Jeadine White

Personal information
- Full name: Jeadine Shemar White
- Date of birth: 7 July 2000 (age 25)
- Place of birth: Kingston, Jamaica
- Height: 1.86 m (6 ft 1 in)
- Position: Goalkeeper

Team information
- Current team: Cavalier
- Number: 31

Senior career*
- Years: Team / Apps / (Gls)
- 2016–2019: Cavalier / 10 / (0)
- 2019–2020: Humble Lions / 9 / (0)
- 2020–: Cavalier / 65 / (0)

International career^{‡}
- 2018: Jamaica U20
- 2018–: Jamaica / 3 / (0)

= Jeadine White =

Jamaican footballer (born 2000)

Jeadine Shemar White (born 7 July 2000) is a Jamaican international footballer who plays for Cavalier, as a goalkeeper.

==Club career==
Born in Kingston, White has played club football for Cavalier and Humble Lions. In 2020, White returned to Cavalier.
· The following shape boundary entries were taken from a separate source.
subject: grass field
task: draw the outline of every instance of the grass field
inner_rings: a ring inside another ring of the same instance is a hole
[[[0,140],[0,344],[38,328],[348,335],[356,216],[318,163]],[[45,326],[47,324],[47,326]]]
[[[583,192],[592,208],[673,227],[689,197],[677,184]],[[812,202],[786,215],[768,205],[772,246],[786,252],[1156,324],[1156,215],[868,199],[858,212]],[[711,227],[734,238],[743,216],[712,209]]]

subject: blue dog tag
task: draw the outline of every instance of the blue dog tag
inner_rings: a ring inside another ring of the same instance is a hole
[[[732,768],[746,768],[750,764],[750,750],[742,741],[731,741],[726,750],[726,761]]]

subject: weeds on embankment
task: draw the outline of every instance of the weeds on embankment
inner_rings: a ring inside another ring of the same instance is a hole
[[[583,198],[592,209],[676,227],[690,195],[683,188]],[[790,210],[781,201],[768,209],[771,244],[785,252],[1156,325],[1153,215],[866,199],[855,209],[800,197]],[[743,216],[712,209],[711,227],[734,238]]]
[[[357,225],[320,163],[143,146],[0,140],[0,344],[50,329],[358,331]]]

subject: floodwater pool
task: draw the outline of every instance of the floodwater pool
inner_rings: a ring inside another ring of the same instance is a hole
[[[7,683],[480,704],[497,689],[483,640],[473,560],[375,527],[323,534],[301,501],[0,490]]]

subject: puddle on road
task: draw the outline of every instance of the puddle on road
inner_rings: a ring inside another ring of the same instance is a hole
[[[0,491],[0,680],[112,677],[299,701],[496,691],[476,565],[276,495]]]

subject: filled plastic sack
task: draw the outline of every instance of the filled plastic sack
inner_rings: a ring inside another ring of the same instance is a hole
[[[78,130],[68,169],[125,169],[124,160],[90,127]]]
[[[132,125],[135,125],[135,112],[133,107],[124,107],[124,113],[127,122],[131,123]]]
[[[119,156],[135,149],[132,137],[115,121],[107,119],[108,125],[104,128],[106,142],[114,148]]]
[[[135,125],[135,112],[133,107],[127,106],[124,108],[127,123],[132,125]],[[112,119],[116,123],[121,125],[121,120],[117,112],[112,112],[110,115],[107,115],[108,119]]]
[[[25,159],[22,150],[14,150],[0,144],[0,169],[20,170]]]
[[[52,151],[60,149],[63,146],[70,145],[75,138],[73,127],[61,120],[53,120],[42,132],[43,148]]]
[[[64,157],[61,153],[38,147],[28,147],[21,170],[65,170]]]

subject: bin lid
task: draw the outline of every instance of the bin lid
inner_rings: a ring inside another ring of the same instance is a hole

On 2 October 2021, White saved two penalties to help Cavalier win the National Premier League; their first league title since 1981.

==International career==
After playing for Jamaica at under-20 level, he made his senior international debut for Jamaica in 2018.

==Coaching career==
In 2023, White accepted a position as the goalkeeper's coach at his alma mater, St Andrew Technical High School, at the invitation of his former schoolboy coach.